More specifically he explains the way he believes Speculative Fictional genres, such as fantasy and Sci-Fi can be effective towards expressing certain ideas which realist drama - the kinds you're advocating albeit within a Sci-Fi environment - may not be. Interviews taken from these transcripts: http://visual-memory.co.uk/amk/doc/interview.html 

Michel Ciment: You are a person who uses his rationality, who enjoys understanding things, but in2001: A Space Odyssey and The Shining you demonstrate the limits of intellectual knowledge. Is this an acknowledgement of what William James called the unexplained residues of human experience?

Stanley Kubrick: Obviously, science-fiction and the supernatural bring you very quickly to the limits of knowledge and rational explanation. But from a dramatic point of view, you must ask yourself: 'If all of this were unquestionably true, how would it really happen?' You can't go much further than that. I like the regions of fantasy where reason is used primarily to undermine incredulity. Reason can take you to the border of these areas, but from there on you can be guided only by your imagination. I think we strain at the limits of reason and enjoy the temporary sense of freedom which we gain by such exercises of our imagination.

 

Michel Ciment: Don't you think that today it is in this sort of popular literature that you find strong archetypes, symbolic images which have vanished somehow from the more highbrow literary works?

Stanley Kubrick: Yes, I do, and I think that it's part of their often phenomenal success.

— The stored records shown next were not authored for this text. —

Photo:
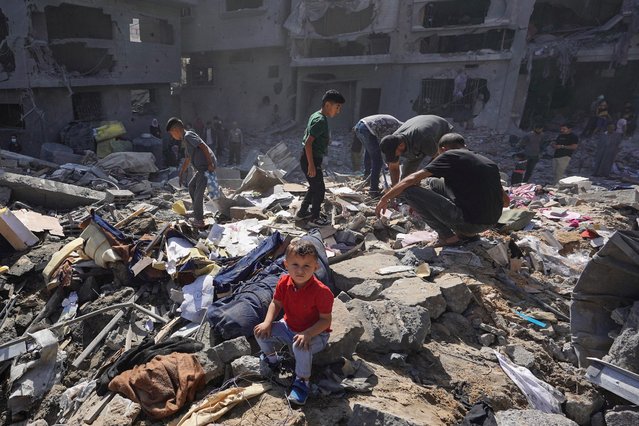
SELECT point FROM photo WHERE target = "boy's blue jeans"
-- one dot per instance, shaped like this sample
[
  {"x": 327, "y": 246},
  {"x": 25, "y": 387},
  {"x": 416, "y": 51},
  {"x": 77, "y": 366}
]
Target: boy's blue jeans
[
  {"x": 373, "y": 151},
  {"x": 282, "y": 335}
]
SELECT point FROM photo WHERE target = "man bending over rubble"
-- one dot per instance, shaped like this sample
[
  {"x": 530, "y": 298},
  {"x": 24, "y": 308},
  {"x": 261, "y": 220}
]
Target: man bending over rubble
[
  {"x": 462, "y": 196},
  {"x": 414, "y": 140},
  {"x": 200, "y": 155},
  {"x": 307, "y": 305}
]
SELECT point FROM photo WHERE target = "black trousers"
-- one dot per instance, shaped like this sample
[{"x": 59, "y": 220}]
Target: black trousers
[{"x": 316, "y": 189}]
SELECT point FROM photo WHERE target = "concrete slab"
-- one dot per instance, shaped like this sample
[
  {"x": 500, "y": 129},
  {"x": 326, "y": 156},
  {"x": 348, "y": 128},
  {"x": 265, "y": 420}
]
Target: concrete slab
[
  {"x": 351, "y": 272},
  {"x": 48, "y": 193}
]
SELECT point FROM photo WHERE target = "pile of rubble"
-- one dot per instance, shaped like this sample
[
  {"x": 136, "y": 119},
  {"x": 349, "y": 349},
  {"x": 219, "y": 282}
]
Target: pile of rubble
[{"x": 113, "y": 310}]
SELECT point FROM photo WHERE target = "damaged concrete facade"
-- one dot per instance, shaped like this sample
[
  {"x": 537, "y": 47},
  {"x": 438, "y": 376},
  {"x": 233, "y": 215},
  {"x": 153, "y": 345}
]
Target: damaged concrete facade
[
  {"x": 87, "y": 61},
  {"x": 489, "y": 60}
]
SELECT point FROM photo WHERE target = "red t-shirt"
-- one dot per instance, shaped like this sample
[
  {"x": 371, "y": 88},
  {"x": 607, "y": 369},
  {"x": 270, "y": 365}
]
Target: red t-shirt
[{"x": 302, "y": 307}]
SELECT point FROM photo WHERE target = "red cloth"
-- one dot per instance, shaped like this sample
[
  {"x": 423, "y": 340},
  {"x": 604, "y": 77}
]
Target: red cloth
[{"x": 302, "y": 307}]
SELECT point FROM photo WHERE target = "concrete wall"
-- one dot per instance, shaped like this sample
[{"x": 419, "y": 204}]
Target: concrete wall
[
  {"x": 82, "y": 50},
  {"x": 212, "y": 28},
  {"x": 243, "y": 91}
]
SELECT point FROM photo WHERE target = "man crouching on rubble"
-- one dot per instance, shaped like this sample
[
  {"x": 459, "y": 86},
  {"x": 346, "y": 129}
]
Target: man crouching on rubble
[
  {"x": 200, "y": 155},
  {"x": 307, "y": 305},
  {"x": 462, "y": 196}
]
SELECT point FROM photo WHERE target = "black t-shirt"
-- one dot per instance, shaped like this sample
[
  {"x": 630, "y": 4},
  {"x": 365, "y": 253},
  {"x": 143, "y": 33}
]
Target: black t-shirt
[
  {"x": 474, "y": 181},
  {"x": 563, "y": 140}
]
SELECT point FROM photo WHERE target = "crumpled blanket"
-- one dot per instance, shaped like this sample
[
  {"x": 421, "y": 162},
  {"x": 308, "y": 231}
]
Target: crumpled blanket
[
  {"x": 215, "y": 406},
  {"x": 143, "y": 353},
  {"x": 163, "y": 385}
]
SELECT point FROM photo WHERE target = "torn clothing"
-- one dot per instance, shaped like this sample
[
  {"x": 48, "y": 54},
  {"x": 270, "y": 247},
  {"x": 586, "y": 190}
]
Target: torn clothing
[
  {"x": 215, "y": 406},
  {"x": 143, "y": 353},
  {"x": 163, "y": 385}
]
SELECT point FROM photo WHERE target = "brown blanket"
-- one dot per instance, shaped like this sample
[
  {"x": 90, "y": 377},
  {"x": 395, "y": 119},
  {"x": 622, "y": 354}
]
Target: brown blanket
[{"x": 163, "y": 385}]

There is no doubt that a good story has always mattered, and the great novelists have generally built their work around strong plots. But I've never been able to decide whether the plot is just a way of keeping people's attention while you do everything else, or whether the plot is really more important than anything else, perhaps communicating with us on an unconscious level which affects us in the way that myths once did. I think, in some ways, the conventions of realistic fiction and drama may impose serious limitations on a story. For one thing, if you play by the rules and respect the preparation and pace required to establish realism, it takes a lot longer to make a point than it does, say, in fantasy. At the same time, it is possible that this very work that contributes to a story's realism may weaken its grip on the unconscious. Realism is probably the best way to dramatize argument and ideas. Fantasy may deal best with themes which lie primarily in the unconscious. I think the unconscious appeal of a ghost story, for instance, lies in its promise of immortality. If you can be frightened by a ghost story, then you must accept the possibility that supernatural beings exist. If they do, then there is more than just oblivion waiting beyond the grave. 

 

And to finish, I can't the source at the moment (I think it was in "A Life in Pictures"), but it is like Jack Nicholson said of Kubrick "then someone like Stanley comes along and asks: it's realistic, but is it interesting?".

A dystopia provides a background, a framework that allows a highly catalytic environment for dramatizing ideas that cannot be done by means of regular small stakes interpersonal conflict. Even Plato knew this with regards to pedagogy: hence why his Socrates suggested like the way you use big handwriting to make a manuscript more visible, he expanded the vision of justice in one single person to the entire polis.